## Geocoding Pew Public Opinion Data 

This file allows for the geocoding of the Pew Public Opinion Data (as it stands on June 6th with data from 2017-2021). 

Geocoding will occur at the country and administrative boundary 1 level. 

*Note: we have been forced to reconsider our geocoding scheme with the adoption of the Pew Public Opinion Data* 

In [56]:
import pandas as pd
import geopandas as gpd
import json
import requests

import numpy as np
from fuzzywuzzy import fuzz

In [57]:
def load_dict(path): 
    file = open(path, "r")
    contents = file.read()
    dictionary = json.loads(contents)
    file.close()
    return dictionary

## Grab Data

In [58]:
df = pd.read_csv("pew_processed.csv", index_col=0)
countries = pd.read_csv("../../data_final/countries.csv", dtype={'country_id':str}, index_col=0)

  df = pd.read_csv("pew_processed.csv", index_col=0)


In [59]:
# map the names to a common value for searching for the geometry 
# grabs it from txt file for consistency of country naming conventions

recipient_mapping = load_dict("../country_config.txt")
df['country'] = df['country'].replace(recipient_mapping)

## Geocode Country Level

In [60]:
# checking that all conventions of country naming is consistent. 
set(df['country']).difference(set(countries['country']))

# an empty set means all countries are accounted for

{nan}

In [61]:
countries_map = dict(zip(countries['country'], countries['country_id']))
df['country_id'] = df['country'].map(countries_map)

## Geocode at the Regional Level 

### Utilize GeoBoundaries to grab up to date information on administrative boundaries

Administrative boundaries courtesy of <a href= 'https://www.geoboundaries.org'>geoBoundaries</a>

In [62]:
# the following is an example of how to utilize the geoBoundaries API
j = requests.get("https://www.geoboundaries.org/api/current/gbOpen/RUS/ADM1")
path = j.json()['gjDownloadURL']
shape = requests.get(path).json()

In [63]:
rus = pd.json_normalize(
    shape, 
    record_path = ['features'])

### Build a common variable name to use for matching with ADM1 versus NUTS2 Boundaries 

Countries using ADM1 should be marked with adm_region.    
Countries using NUTS2 should be marked with nuts_region. 

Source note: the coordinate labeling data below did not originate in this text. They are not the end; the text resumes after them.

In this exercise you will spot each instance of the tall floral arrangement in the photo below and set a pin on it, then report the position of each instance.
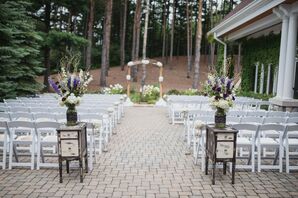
(71, 83)
(221, 93)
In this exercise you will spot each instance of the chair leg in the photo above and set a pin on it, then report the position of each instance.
(32, 155)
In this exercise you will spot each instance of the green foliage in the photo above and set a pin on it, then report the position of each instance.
(263, 50)
(19, 51)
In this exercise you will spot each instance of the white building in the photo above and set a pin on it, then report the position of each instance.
(258, 17)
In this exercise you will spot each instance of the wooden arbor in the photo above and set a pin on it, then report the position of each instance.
(146, 62)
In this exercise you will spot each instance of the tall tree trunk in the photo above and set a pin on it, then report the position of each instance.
(188, 40)
(106, 42)
(172, 34)
(164, 24)
(136, 42)
(47, 50)
(123, 35)
(145, 42)
(90, 34)
(198, 47)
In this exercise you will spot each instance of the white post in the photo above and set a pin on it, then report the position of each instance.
(256, 78)
(274, 89)
(262, 79)
(268, 79)
(290, 58)
(282, 12)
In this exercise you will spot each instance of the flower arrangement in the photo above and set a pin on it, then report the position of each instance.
(149, 90)
(71, 83)
(221, 92)
(113, 89)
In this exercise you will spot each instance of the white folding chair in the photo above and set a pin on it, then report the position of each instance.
(256, 113)
(21, 133)
(4, 116)
(233, 120)
(275, 120)
(44, 117)
(292, 120)
(270, 142)
(4, 141)
(46, 138)
(96, 137)
(291, 144)
(19, 109)
(39, 110)
(292, 114)
(246, 140)
(251, 120)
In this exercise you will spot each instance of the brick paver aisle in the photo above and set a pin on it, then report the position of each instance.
(146, 159)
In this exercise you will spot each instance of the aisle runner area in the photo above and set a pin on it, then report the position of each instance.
(146, 158)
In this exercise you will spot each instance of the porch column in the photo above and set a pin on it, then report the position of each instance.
(282, 56)
(290, 58)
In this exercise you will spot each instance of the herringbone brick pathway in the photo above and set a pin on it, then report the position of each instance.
(146, 158)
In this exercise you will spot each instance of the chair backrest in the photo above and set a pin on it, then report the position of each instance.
(22, 125)
(276, 114)
(236, 113)
(292, 114)
(293, 120)
(47, 127)
(257, 113)
(21, 116)
(292, 131)
(40, 117)
(19, 109)
(4, 116)
(205, 119)
(39, 110)
(247, 129)
(252, 120)
(276, 120)
(233, 120)
(270, 128)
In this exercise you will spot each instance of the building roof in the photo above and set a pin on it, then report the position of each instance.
(239, 7)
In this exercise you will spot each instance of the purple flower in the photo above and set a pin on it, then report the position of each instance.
(69, 83)
(55, 87)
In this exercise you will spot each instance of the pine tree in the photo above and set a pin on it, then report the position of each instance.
(19, 51)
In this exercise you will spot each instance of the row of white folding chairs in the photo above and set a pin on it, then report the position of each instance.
(116, 111)
(191, 121)
(108, 120)
(258, 139)
(36, 137)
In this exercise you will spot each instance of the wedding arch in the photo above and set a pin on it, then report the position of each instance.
(145, 62)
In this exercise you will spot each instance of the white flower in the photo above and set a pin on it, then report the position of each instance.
(199, 124)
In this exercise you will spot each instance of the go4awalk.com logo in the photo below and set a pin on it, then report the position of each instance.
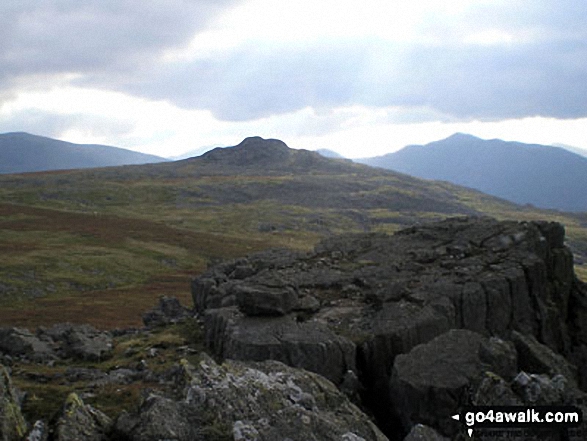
(518, 417)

Both will be run through independant sources to grab shapefiles. Regional codes will exported as a list of ADM1 boundaries which the data is attributed to.     
*Note: This looks to increase granularity while ensuring standardization across datasets*

In [64]:
# have a temporary dataset of locations
region_temps = pd.DataFrame(columns = ['adm_temp', 'nuts_temp', 'temp_temp'])

In [65]:
# for unique countries, things have to be classified with unique codes
# build a filter. Add the filtered data to temp_temp. 
# Combine the information into the relevant 'adm_temp' or 'nuts_temp'. 
# once everything is combined. Transfer back to DF and check length and completeness. 

In [66]:
# 2021 and 2020 
# all based off of ADM codes
filter_1 = (df['survey_year'] == 2021) | (df['survey_year'] == 2020)
region_temps['adm_temp'] = df['region'].where(filter_1)

In [67]:
# 2019 
filter_1 = (df['survey_year'] == 2019)

region_temps['temp_temp'] = [x if pd.notna(x) else y for x, y in zip(df['region'].where(filter_1), df['stratum'].where(filter_1))]
region_temps['adm_temp'] = region_temps['adm_temp'].combine_first(region_temps['temp_temp'])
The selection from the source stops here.